I’ve seen definitions of object-oriented design that emphasize encapsulating both state and behavior together.

That is pretty much the common definition of OOD that I've heard - it's certainly hard to imagine an OO design which does not have these things together.

Then again, state and behaviour together is also the definition of a "program". It's also the definition of a "service".

Perhaps the problem here is that the idea that a computer should both store data and have routines for processing it somehow, is simply a truism of the entire field of computing, and of designing software for computers. There is no computer that stores data but does not process it, nor is there a (digital) computer that processes data but does not store data (at least transiently at runtime). So there isn't ever going to be any useful piece of software, howsoever designed, that does not consist of both state and behaviour, and does not have this design motif somewhere.

It's usually taken for granted in OOD (though not always said explicitly) that an "object" should correspond to a "class" in an OO language, which assembles simple fields and methods together, and that a single (and non-trivial) OO program consists internally of many of these objects together in an orchestrated interaction.

It's this criteria about the scale at which the object pattern emerges, that really distinguishes the OOD style from just any old software design philosophy.

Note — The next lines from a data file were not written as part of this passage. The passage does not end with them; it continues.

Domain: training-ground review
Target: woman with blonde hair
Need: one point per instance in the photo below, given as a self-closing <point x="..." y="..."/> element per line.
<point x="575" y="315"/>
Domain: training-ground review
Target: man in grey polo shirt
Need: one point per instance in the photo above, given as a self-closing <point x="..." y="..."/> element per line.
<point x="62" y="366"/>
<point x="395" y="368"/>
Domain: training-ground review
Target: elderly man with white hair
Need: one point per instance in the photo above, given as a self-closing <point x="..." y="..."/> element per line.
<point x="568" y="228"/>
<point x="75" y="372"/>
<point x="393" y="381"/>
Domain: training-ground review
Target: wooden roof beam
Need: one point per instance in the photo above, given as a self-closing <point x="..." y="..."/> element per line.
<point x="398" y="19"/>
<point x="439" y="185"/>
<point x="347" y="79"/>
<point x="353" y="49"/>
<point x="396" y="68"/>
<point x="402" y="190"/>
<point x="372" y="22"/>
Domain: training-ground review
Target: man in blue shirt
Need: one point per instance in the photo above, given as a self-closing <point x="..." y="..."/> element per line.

I really don't see how an "anemic model" is not simply a rejection of OOD principles, if it implies that classes consisting of both fields and methods together are no longer the prevalent design pattern internally within the program, but instead carrier structures are being defined for data, and algorithms are being defined separately which operate upon structured data but do not accompany the data in transit around the program.

So the question is really a disguised form of "when should I use OOD and when should I reject it?".

When to use OOD?

My advice frankly is that I really have never seen two programs side by side, one written with OOD and one not, both by competent people in their own style, and the OOD version was simpler, clearer, or faster.

This is defining OOD as the shunning of free methods and simple data structures, and proceeding immediately to assemble data and methods together in classes.

At a certain level of complexity, even procedural styles start to adopt modules and internal interfaces at a high level, which thus start to resemble objects in the sense that structures and algorithms end up in an assemblage, but the hallmark of OOD is the use of objects pre-emptively and at the lowest possible level (not at the highest level as found necessary), and the correspondence in scale between an object and a class.

I can't speak from experience in every kind of software, but when talking about designing software for business data processing applications, my advice would be to avoid OOD.

You will find relational database engines which sit at the centre of business data processing do not proceed from the OOD philosophy.

Every attempt of OO fanatics - often amongst much noise and complaint - to replace relational databases have failed through their own lack of foresight and understanding about the complex, well-integrated, and time-honed functions which relational database engines perform.

What then remains is an "impedance mismatch", where those who wish to continue using OOD and OO languages for application code outside the database, find that their concepts are irreconcilable and functionality mismatched with what relational database engines provide. For those who hold on to OOD in this context, gratuitously complex translation layers then ensue, which can be avoided by giving up the OOD diktats.